4 Māori Made Easy: For everyday learners of the Māori language by Scotty Morrison (Penguin Books, $38)

Required reading for generations of New Zealanders.

5 Normal People by Sally Rooney (Faber, $33)

The novel that many thought ought to have won the 2018 Man Booker award.

6 Milkman by Anna Burns (Faber, $33)

The novel that won the 2018 Man Booker award.

7 Past Tense by Lee Child (Bantam, $38)

Reacher.

8 Karori Confidential by Leah McFall (Luncheon Sausage Books, $25)

Luncheon Sausage Books is on a roll: the boutique publisher has two books in the top 10 this week – poetry at number two, and witty, luminous columns at number eight, the latter by Sunday magazine’s Leah McFall, who has written one of the best New Zealand books of the year.

9 Brief Answers to the Big Questions by Stephen Hawking (John Murray, $35)

“Certain of Hawking’s assertions may be considered questionable and at times myopic.
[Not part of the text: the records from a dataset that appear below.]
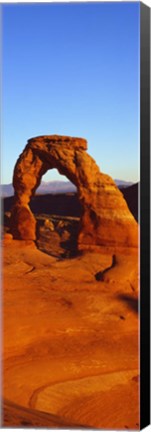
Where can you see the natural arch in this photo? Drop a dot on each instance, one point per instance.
(106, 219)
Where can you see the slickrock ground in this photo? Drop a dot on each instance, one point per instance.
(70, 340)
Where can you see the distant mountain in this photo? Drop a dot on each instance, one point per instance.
(54, 187)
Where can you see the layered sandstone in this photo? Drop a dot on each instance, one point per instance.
(106, 219)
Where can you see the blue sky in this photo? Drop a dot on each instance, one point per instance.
(72, 69)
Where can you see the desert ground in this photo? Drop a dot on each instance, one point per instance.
(70, 331)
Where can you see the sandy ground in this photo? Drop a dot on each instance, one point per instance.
(70, 341)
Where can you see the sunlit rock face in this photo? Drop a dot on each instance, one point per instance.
(106, 219)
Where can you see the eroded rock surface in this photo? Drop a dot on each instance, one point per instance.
(106, 219)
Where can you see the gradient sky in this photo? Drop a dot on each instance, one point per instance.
(72, 69)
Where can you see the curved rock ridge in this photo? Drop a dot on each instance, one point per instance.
(106, 219)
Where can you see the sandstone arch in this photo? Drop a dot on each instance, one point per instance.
(106, 219)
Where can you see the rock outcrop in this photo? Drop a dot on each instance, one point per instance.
(106, 219)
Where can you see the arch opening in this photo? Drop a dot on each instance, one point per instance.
(57, 211)
(105, 217)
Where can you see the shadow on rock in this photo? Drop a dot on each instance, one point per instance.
(130, 301)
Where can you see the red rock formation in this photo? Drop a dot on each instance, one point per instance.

As an ardent advocate of space travel, he believes, ‘Not to leave planet Earth would be like castaways on a desert island not trying to escape.’ Indeed, he goes much further and claims that space colonization is the only hope for the survival of the human race after the ‘almost inevitable’ destruction of Earth, which he predicts will happen within the next 1000 years”: Science magazine.
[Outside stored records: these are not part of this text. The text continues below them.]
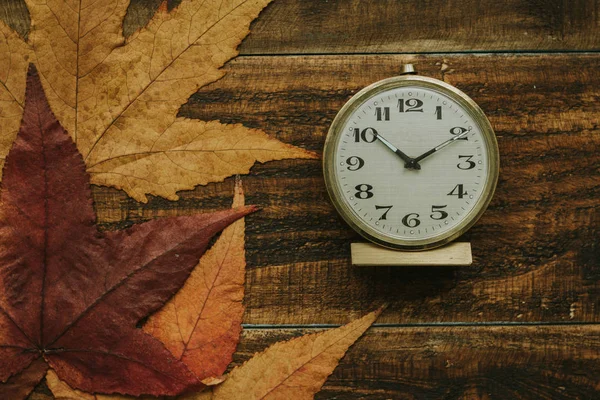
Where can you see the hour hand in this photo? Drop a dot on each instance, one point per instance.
(438, 147)
(409, 162)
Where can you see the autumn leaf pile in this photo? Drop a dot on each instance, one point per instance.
(118, 98)
(99, 109)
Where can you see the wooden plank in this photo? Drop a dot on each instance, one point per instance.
(392, 26)
(536, 251)
(370, 255)
(452, 363)
(508, 362)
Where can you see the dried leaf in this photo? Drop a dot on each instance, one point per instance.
(162, 166)
(119, 99)
(295, 369)
(62, 391)
(14, 54)
(201, 324)
(71, 295)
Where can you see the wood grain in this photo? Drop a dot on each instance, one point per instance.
(536, 251)
(452, 363)
(396, 26)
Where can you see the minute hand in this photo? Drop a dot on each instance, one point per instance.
(400, 153)
(440, 146)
10 Simple by Yotam Ottolenghi (Ebury Press, $60)

We look forward to the forthcoming review by Linda Burgess.

AUCKLAND UNITY

1 The Subtle Art of Not Giving A Fuck by Mark Manson (MacMillian, $35)
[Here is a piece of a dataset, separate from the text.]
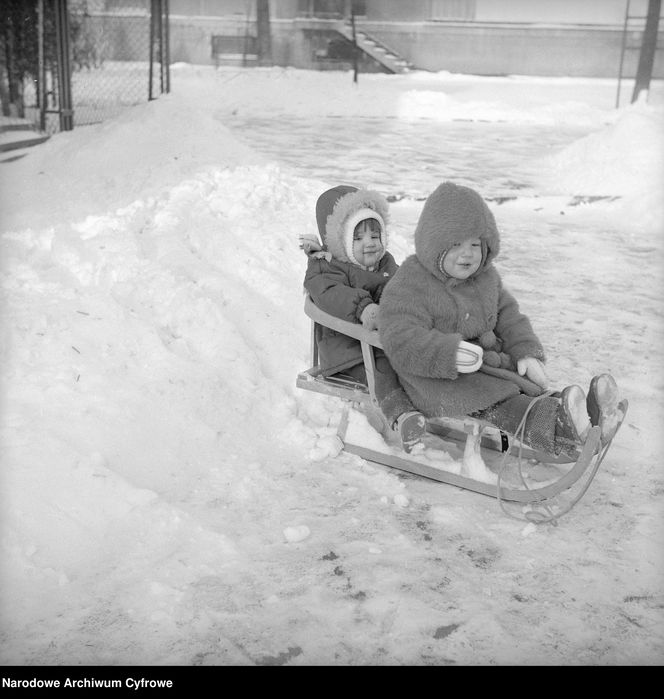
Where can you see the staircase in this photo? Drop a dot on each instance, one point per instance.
(388, 58)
Manson’s next book, due for release in April-May 2019, has the working title Everything is Fucked: A book about hope.

2 Flame by Leonard Cohen (Canongate, $45)

You told me again you preferred handsome men
But for me you would make an exception

3 Milkman by Anna Burns (Faber & Faber, $33)

4 Ice Monster by David Walliams & Tony Ross (Harper Collins, $25)

Walliams! Ugh. Illustrated story of an orphan and a woolly mammoth for ages 7-12, from the awesome children’s bookstore Little Unity at 31 Vulcan Lane right next to big Unity.

5 Written in History: Letters that changed the world by Simon Sebag Montefiore (Widenfeld & Nicholson, $40)

Correspondence.

6 Conversations with Friends by Sally Rooney (Faber & Faber, $23)

“A menage a quatre in post-crash Dublin tests the bonds between close friends….Rooney writes so well of the condition of being a young, gifted but self-destructive woman, both the mentality and physicality of it”: Guardian.

7 The Little Prince by Antoine de Saint-Exupery (Collectors Library, $15)

A new edition of the 1943 classic, from the awesome children’s bookstore Little Unity at 31 Vulcan Lane right next to big Unity.

8 Past Tense by Lee Child (Bantam, $38)

9 Animalphabet by Julia Donaldson & Sharon King-Chai (Two Hoots, $28)

Fold-out elephants and such for pre-schoolers, from the awesome children’s bookstore Little Unity at 31 Vulcan Lane right next to big Unity.

10 Bridge of Clay by Markus Zusak (Picador, $38)

A YA novel – narrated by Death! – from the awesome children’s bookstore Little Unity at 31 Vulcan Lane right next to big Unity.